Journalist for Life

Driving in Ireland: round and round

The lesson to know before hand: You CAN get there from here, but more slowly.

Ireland has about 54,000 miles of paved road, but less than 100 are classified as highway. Most of the rest is two-lane, rural roads and on these you are bound to find yourself behind tractors or large trucks.

So remember that you can’t go anywhere quickly. Distances on road maps do not equate with the sort of driving times learned in the United States.

The Irish Republic’s traffic engineers are more than just fond of roundabouts — what we call traffic circles. They seem to be more frequent than gas stations. When approaching a roundabout, learn to slow down, always yield to the traffic coming from your right, point the hood ornament to where you need to go and accelerate.

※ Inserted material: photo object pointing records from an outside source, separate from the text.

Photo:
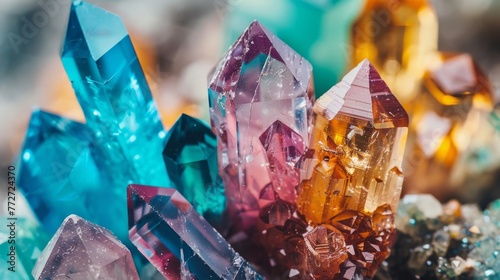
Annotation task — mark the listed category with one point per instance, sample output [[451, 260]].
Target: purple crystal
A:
[[173, 236], [260, 89]]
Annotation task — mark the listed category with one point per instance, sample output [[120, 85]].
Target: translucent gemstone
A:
[[190, 155], [400, 39], [115, 98], [169, 232], [326, 250], [451, 140], [419, 208], [29, 240], [259, 81], [83, 250], [283, 147], [358, 125], [59, 175], [352, 178]]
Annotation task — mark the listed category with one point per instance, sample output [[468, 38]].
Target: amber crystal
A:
[[449, 122], [399, 37], [351, 176]]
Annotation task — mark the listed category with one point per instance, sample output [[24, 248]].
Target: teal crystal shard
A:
[[81, 250], [175, 238], [28, 239], [115, 98], [59, 175], [190, 156]]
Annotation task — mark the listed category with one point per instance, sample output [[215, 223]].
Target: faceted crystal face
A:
[[174, 237], [83, 250], [450, 127], [259, 89], [30, 240], [399, 38], [351, 177], [115, 98], [348, 142], [58, 169], [190, 155]]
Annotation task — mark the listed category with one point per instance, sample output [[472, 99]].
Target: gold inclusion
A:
[[399, 37]]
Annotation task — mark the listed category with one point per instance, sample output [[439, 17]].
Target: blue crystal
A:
[[115, 98], [190, 156], [57, 172]]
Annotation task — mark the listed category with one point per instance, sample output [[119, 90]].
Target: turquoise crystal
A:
[[115, 98], [190, 156], [177, 240], [29, 242], [58, 174], [68, 167]]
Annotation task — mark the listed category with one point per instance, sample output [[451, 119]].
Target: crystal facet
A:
[[83, 250], [59, 176], [352, 175], [115, 98], [190, 156], [174, 237], [260, 98], [28, 239], [399, 38], [450, 129]]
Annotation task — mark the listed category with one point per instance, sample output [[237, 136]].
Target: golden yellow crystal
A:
[[450, 118], [399, 37], [356, 151]]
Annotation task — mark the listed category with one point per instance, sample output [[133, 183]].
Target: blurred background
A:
[[179, 41]]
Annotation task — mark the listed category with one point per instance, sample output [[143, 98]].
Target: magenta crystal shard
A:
[[260, 104], [177, 240], [82, 250]]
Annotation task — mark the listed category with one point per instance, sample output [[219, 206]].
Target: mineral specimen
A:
[[82, 250], [260, 98], [177, 240], [352, 179], [115, 98], [399, 37], [450, 128], [190, 156]]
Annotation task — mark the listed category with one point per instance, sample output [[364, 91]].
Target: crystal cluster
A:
[[83, 250], [450, 128], [317, 200], [451, 241], [177, 240], [68, 167], [29, 241], [352, 176], [260, 98], [190, 156], [399, 37]]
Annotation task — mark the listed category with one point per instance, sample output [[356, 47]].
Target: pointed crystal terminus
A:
[[260, 86], [400, 39], [83, 250], [190, 156], [30, 239], [352, 179], [59, 175], [173, 236], [115, 98]]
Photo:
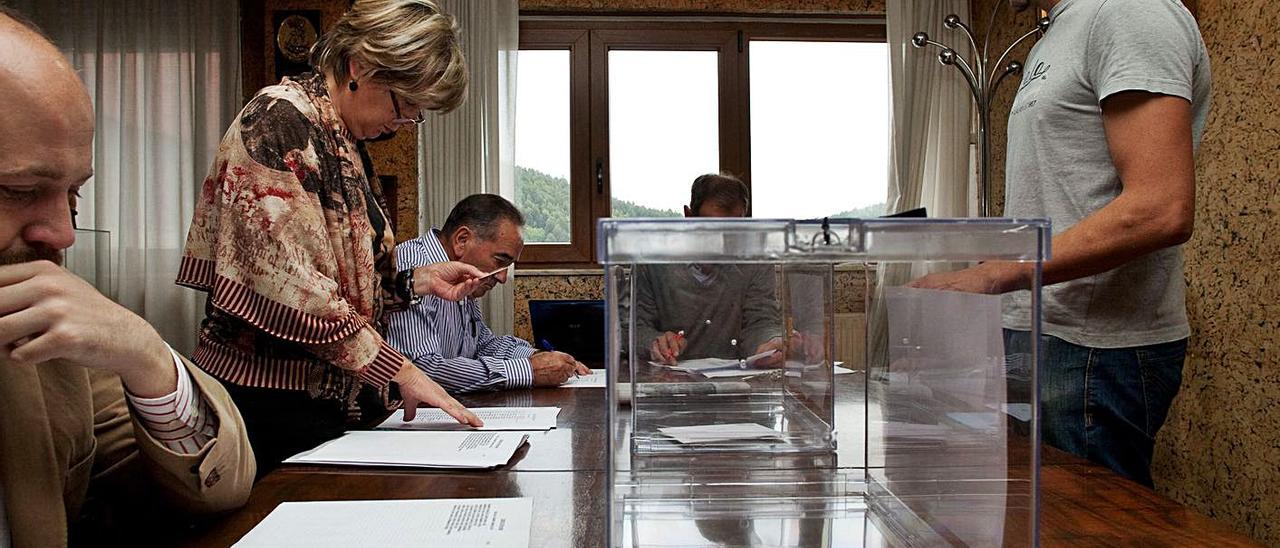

Of course, actually understanding where you need to go is another matter:

Any time you approach a roundabout, or an intersection from which you may need to turn, swallow your Interstate pride, slow down or pull off — on the left side of the road — to decipher the basic roundabout sign. This is a whole or partial circle – the “round’’ – with spokes projecting to the outside. Those are your choices of exits from the roundabout.

The spokes will at least be labeled with road numbers, possibly also road names. You must know which of these you want to turn left on before entering the roundabout. Then you simply assert your right to whatever lanes you need within the roundabout to reach that exit spoke, use your turn signal and leave quickly.

If the confounding signs or traffic cause you to miss your exit, remember these solutions:

/ If you are still in the roundabout, you will be circling toward your preferred exit again, so this time prepare to leave.

/ And if you have already taken an incorrect exit, realize there almost certainly is another roundabout a few miles down the road. Enter that one and circle all the way through, until you can exit back toward the direction that brought you to this second roundabout. Then, understand in advance of the upcoming roundabout which is your correct exit and when you will need to be in the left-most lane to use it.

It takes some getting used to — just as you have to remember to look to the right when leaving a parking lot.